Le sport et l'incompétence linguistique
Le sport victime de l’incompétence linguistique
La nouvelle chaîne Arriyadiya, présentée comme « le futur bébé sportif de l’audiovisuel marocain », tarde à confirmer les espoirs placés en elle. Même si son lancement est récent, et qu’elle dispose par conséquent du temps nécessaire à son amélioration –voire son perfectionnement-, les nombreuses lacunes qu’elle présente ne peuvent que décevoir les passionnés de sport ayant tant attendu son avènement.
La présente critique s’intéressera particulièrement à l’aspect linguistique. Les déficiences remarquées, et même si elles sont, dans leur grande majorité, partagées par plusieurs médias marocains, sont flagrantes, voire impardonnables, car faisant partie des pré-requis nécessaires à l’exercice de la profession de journaliste.
Incapables de commenter un match de football dans une langue fluide et saine, qui coule de source, qu’elle soit prononcée avec un accent marocain ou autre, les commentateurs sportifs se perdent dans un mimétisme débilitant, à l’image d’une société marocaine malade de sa dernière tendance : la facilité du « copier-coller ».
Par conséquent, ce mimétisme donne inéluctablement lieu à des inexactitudes, à des erreurs grotesques, à une flagellation pure et simple de la langue arabe, pourtant suffisamment flexible pour permettre à son utilisateur de la manier avec facilité.
Le spectateur qui a suivi de près le match Far # Raja, retransmis en direct dimanche sur cette nouvelle chaîne, ne pouvait que se sentir offusqué par la piètre qualité de la langue utilisée, oscillant entre l’arabe dialectal pratiqué au Maroc et l’arabe classique, balayant un ensemble de variantes locales de l’arabe couvrant un espace géographique immense entre l’Atlantique et le Golfe, d’où les approximations, les anachronismes, les contresens et, surtout, les aberrations identifiables à tous les niveaux de la langue.
Le phénomène « peau noire, masque blanc », décrit par l’essai du même titre rédigé par Frantz Fanon, refait surface à un autre niveau linguistique : le « copier-coller » n’est plus effectué à partir d’une langue étrangère, mais plutôt à partir d’autres variantes de l’arabe. De telles performances, tristes malheureusement, traduisent une situation d’inconfort linguistique propre à des citoyens prétendant pratiquer deux langues, mais incapables, dans leur majorité, de s’exprimer clairement dans l’une ou l’autre.
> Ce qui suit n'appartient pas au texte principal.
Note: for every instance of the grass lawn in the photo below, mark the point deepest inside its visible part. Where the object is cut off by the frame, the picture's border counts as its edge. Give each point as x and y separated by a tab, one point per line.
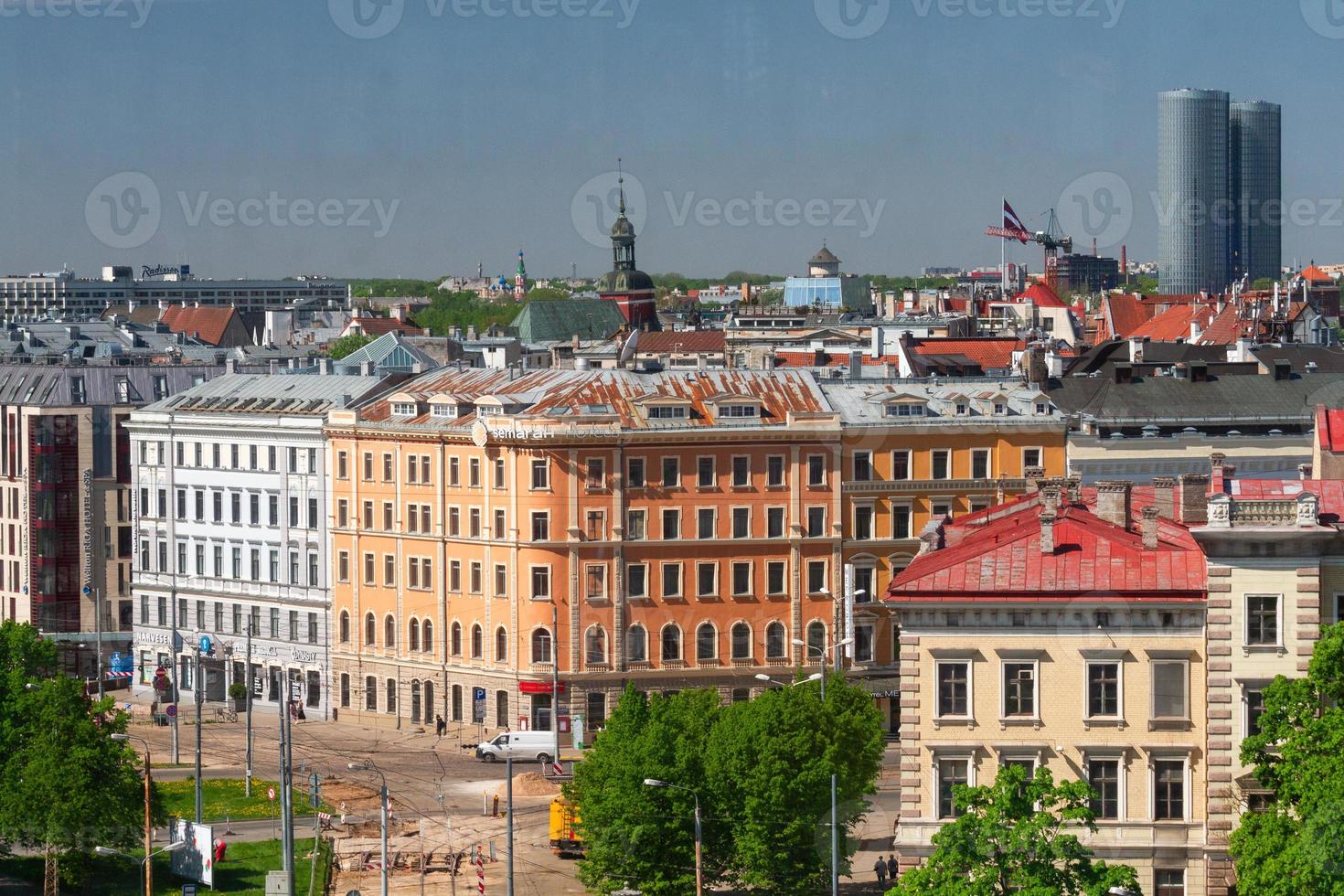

Si les premières manifestations du « copier-coller » linguistique effectué à partir d’une langue étrangère, celle de l’occupant en l’occurrence, peuvent être expliquées –sans pour autant être justifiées-, celles, très récentes, du « copier-coller » effectué à partir de variantes de l’arabe, trahissent une absence de fluidité lexicale, d’aisance communicative et de maîtrise et découlent, particulièrement, d’un manque de confiance en soi plus que notoire.
En outre, ce manque de confiance en soi a déjà poussé plusieurs gouvernements à adopter aveuglément par le passé des modèles de développement importés sans se soucier de leur compatibilité avec les sociétés locales –le milieu de greffe-.
Il serait à craindre que de telles performances linguistiques soient les signes avant-coureurs les plus inquiétants d’une situation alarmante : le phénomène « peau noire, masque blanc » a investit le champ linguistique, le premier et l’ultime moyen d’expression d’un peuple, son premier refuge, son véritable vecteur de savoir et de connaissance, et la première marque de son génie, de son héritage perpétuellement en devenir.